Milwaukee Neighborhood News Service

St. Joseph Hospital Announces Three-Year Plan

A focus on access to care, chronic disease prevention, infant mortality, mental health.

By , Milwaukee Neighborhood News Service - Sep 5th, 2019 12:55 pm
Ascension St. Joseph hospital, located in Sherman Park, is an essential provider of medical services to North Side residents. Photo by Andrea Waxman/NNS.

Ascension St. Joseph hospital, located in Sherman Park, is an essential provider of medical services to North Side residents. Photo by Andrea Waxman/NNS.

Ascension St. Joseph Hospital will focus on access to care, chronic disease prevention, infant mortality and mental health, according to a detailed three-year plan being released Wednesday.

The Community Health Improvement Plan for Ascension Wisconsin’s  five Milwaukee County hospitals, including St. Joseph, lists four priorities and the strategies the healthcare system will implement to address them.

Among its strategies for increasing access to healthcare services for St. Joseph patientsare:

  • Increasing access to prescription medications. Patients who cannot afford the  medicines they need will be connected to one of three programs, depending on their financial position, that offer the drugs at reduced prices.
  • Making transportation, including ride-hailing services like Lyft, available for non-emergency patients. St. Joseph staff will screen patients to see if they have transportation barriers and follow up afterward to see if these services were effective.
  • Connecting patients, especially those who come to the emergency room, with consistent primary care providers offering ongoing healthcare services.

Ascension Wisconsin’s strategies for chronic disease prevention at St. Joseph include:

  • Creating a heart and vascular center that will bring a three-doctor practice to provide education, disease prevention and treatment services for heart and circulatory health.
  • Offering a program to increase exercise in partnership with the Rite-Hite YMCA that includes an appointment with a personal trainer, weight and stress management, a blood pressure self-monitoring program and water exercise.

Strategies at St. Joseph for reducing infant mortality will include:

  • Coordinating prenatal care to ensure access to medical, social, educational and other services to high-risk pregnant women.
  • Expediting pregnancy testing and enrollment in BadgerCare Plus to ensure early and consistent access to medical appointments, immunizations and oral health care necessary for positive maternal and infant health outcomes.
  • Enhancing St. Joseph’s prenatal care team by hiring three to five midwives.
Derrick Rogers, program director, 414 LIFE, Uniting Garden Homes Inc., speaks at an April news conference at Froedtert Cancer Center. The city’s Office of Violence Prevention announced new partnerships with Froedtert & the Medical College of Wisconsin and Ascension Wisconsin to pilot a hospital-based violence reduction program. Photo by Andrea Waxman/NNS.

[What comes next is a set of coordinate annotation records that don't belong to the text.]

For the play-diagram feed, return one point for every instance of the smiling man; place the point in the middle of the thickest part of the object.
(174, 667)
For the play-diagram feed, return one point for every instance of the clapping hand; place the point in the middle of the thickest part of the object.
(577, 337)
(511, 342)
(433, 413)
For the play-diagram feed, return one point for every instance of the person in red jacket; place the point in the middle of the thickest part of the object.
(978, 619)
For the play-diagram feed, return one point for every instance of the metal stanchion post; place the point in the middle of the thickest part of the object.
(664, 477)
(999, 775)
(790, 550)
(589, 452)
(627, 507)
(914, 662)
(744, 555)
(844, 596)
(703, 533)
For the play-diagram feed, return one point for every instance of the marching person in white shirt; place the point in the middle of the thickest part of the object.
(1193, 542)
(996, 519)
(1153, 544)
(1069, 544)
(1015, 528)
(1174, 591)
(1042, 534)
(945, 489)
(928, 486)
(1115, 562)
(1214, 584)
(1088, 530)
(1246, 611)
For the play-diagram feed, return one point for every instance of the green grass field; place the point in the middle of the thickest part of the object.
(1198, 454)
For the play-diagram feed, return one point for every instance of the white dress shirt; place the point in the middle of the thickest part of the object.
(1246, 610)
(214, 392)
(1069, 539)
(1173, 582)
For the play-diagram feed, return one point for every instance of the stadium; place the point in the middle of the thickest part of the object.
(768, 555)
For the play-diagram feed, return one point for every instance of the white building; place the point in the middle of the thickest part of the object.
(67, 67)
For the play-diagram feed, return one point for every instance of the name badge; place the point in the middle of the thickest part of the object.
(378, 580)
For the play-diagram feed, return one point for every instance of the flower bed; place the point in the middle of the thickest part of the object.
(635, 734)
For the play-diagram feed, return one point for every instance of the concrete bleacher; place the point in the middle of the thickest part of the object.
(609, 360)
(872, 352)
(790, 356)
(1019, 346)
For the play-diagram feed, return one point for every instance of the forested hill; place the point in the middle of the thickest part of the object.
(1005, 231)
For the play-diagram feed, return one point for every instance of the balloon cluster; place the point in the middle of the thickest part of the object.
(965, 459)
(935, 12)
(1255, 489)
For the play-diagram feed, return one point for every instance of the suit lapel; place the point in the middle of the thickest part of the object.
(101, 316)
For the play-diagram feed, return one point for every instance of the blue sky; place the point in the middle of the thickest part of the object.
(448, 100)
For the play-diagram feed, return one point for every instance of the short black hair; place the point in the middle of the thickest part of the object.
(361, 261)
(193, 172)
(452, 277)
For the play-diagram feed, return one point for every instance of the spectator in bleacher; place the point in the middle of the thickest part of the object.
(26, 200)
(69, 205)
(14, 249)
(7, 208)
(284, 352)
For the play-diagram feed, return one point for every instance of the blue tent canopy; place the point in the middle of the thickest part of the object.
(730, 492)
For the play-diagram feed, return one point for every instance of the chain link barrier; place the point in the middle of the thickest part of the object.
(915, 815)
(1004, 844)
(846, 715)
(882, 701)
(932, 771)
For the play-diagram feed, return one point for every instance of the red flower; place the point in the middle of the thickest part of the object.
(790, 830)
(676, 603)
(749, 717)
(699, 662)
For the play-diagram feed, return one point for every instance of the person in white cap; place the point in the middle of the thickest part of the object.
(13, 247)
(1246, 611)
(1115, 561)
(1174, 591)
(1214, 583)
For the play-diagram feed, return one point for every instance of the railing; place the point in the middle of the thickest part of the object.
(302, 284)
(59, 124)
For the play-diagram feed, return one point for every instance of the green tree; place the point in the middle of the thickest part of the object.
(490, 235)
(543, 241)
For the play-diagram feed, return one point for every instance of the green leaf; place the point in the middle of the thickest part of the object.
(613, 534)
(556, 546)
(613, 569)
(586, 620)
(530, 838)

Derrick Rogers, program director, 414 LIFE, Uniting Garden Homes Inc., speaks at an April news conference at Froedtert Cancer Center. The city’s Office of Violence Prevention announced new partnerships with Froedtert & the Medical College of Wisconsin and Ascension Wisconsin to pilot a hospital-based violence reduction program. Photo by Andrea Waxman/NNS.

To address mental health at Ascension St. Joseph, strategies will include:

  • Partnering with local agencies to provide a program called Question, Persuade and Refer, which trains lay people to recognize and appropriately respond to individuals at risk for suicide.
  • Giving parents simple and practical strategies to help them build strong, healthy relationships, confidently manage their children’s behavior and prevent problems from developing through the evidence-based Triple P Positive Parenting Program.
  • Continuing participation in a hospital-based pilot program with the City of Milwaukee Health Department’s Office of Violence Prevention’s 414Life violence interruption initiative, launched in spring 2019. The program seeks to mediate conflicts, prevent retaliation and other potentially violent situations and connect individuals to community supports.

The priorities were selected through a Community Health Needs Assessment process led by the Milwaukee Health Care Partnership, which includes Ascension Wisconsin, Advocate Aurora Health, Children’s Hospital of Wisconsin and Froedtert and Medical College of Wisconsin. The process included a community health survey, community health data from public sources and key stakeholder interviews.